Based on data from the China Labor Force Dynamics Survey (CLDS), this study investigates the impact of LOE on CCE in 8198 farm households in 27 provinces of China, and attempts to find specific mechanisms of action. Through the previous empirical analysis and discussion, the study mainly obtained the following conclusions:
(1)
Among the 8198 peasant households, the proportion of LOE was 39%, and the overall utilization rate of CCE was not high, accounting for 40%.
(2)
The benchmark analysis results showed that LOE can significantly promote the use of CCE. Specifically, while the other conditions remain unchanged, with every 1% increase in the proportion of LOE 1%, the probability of farmers using CCE increased by an average of 1.019%. The results of the heterogeneity analysis indicated that if the household head has a university education or above, and the family is located in large urban areas or rural areas in mountainous areas, LOE will have a greater positive impact on CCE use.
(3)
Through the mediation effect, the internal mechanism of the influence of LOE on the adoption of CCE was further analyzed. The results show that LOE has significantly promoted the use of CCE, and this action mechanism is mainly realized through three pathways: per capita annual cash income, social relationship network, and demographic structure.
In the context of “double carbon”, energy transition has become an important development strategy to achieve the coordinated and sustainable development of the national economy, society, and environment. Promoting the use of clean energy for home cooking in rural areas can lead to multiple gains. First, reducing greenhouse gas emissions and achieving low-carbon development in rural areas. Second, reducing the environmental pollution caused by straw and agricultural film burning, and contributing to the construction of a beautiful countryside.
Therefore, this paper makes policy suggestions from the following aspects:
First, the government should further improve the mechanism for urban and rural labor mobility and promote the reasonable flow of rural labor between urban and rural areas through training, and ensure equal public services between urban and rural services, which will help farmers to improve their clean energy consumption by stabilizing off-farm employment and increasing their wage income. Second, the government should vigorously promote the implementation strategy of clean energy in rural areas and strengthen the construction of energy infrastructure in remote areas. For example, through financial subsidies, they should vigorously develop biogas, solar, and wind power, improve the environment and conditions for using clean energy for cooking, and promote the transformation and upgrading of energy for cooking. Third, the government should provide reasonable guidance and publicity to enhance residents’ awareness of the use of clean energy in cooking. To be specific, farmers’ awareness of environmental protection can be strengthened through training and technology promotion so that farmers can understand the relationship between the use of clean energy and physical health, so as to fully realize the urgency and necessity of choosing clean energy, and promote the transformation of their energy consumption to clean and sustainable energy.
There are certain shortcomings in this paper. First, with the deepening of marketization, industrialization, and urbanization, the degree of part-time employment of farmers has been increasing. Part-time farmers can also increase their household income levels through off-farm employment, which can affect the use of clean energy for cooking by farm households. The impact of part-time employment on farm households’ CCE use can be further explored in the future. Second, labor migration is a dynamic process, and panel data can reveal the effect mechanism between labor migration and household clean energy use to a certain extent, so further in-depth research is needed.

Author Contributions

Conceptualization, W.Z. and D.X.; methodology, C.Q., X.D. and J.H.; software, S.G.; formal analysis, W.Z. and J.H.; investigation, J.S.; writing—original draft preparation, W.Z. and C.Q.; writing—review and editing, J.S. and S.G.; supervision, D.X.; funding acquisition, C.Q. All authors have read and agreed to the published version of the manuscript.

Funding

This research was funded by the Special Program for Cultivating Excellent Young Talents under the Dual Support Plan of Sichuan Agricultural University, Undergraduate Research Interest Cultivation Program in 2021 of Sichuan Agricultural University (2021489; 2021488).

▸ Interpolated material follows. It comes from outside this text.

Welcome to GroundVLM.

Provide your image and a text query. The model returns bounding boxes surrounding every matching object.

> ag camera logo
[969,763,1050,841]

Institutional Review Board Statement

Not applicable.

Informed Consent Statement

Not applicable.

Data Availability Statement

Not applicable.

Acknowledgments

We gratefully acknowledge the financial support from the Special Program for Cultivating Excellent Young Talents under the Dual Support Plan of Sichuan Agricultural University, Undergraduate Research Interest Cultivation Program in 2021 of Sichuan Agricultural University (2021489; 2021488). The authors also extend great gratitude to the anonymous reviewers and editors for their helpful review and critical comments.

Conflicts of Interest

The authors declare that they have no conflict of interest. This article does not contain any studies with human participants or animals performed by any of the authors. Informed consent was obtained from all the individual participants included in the study.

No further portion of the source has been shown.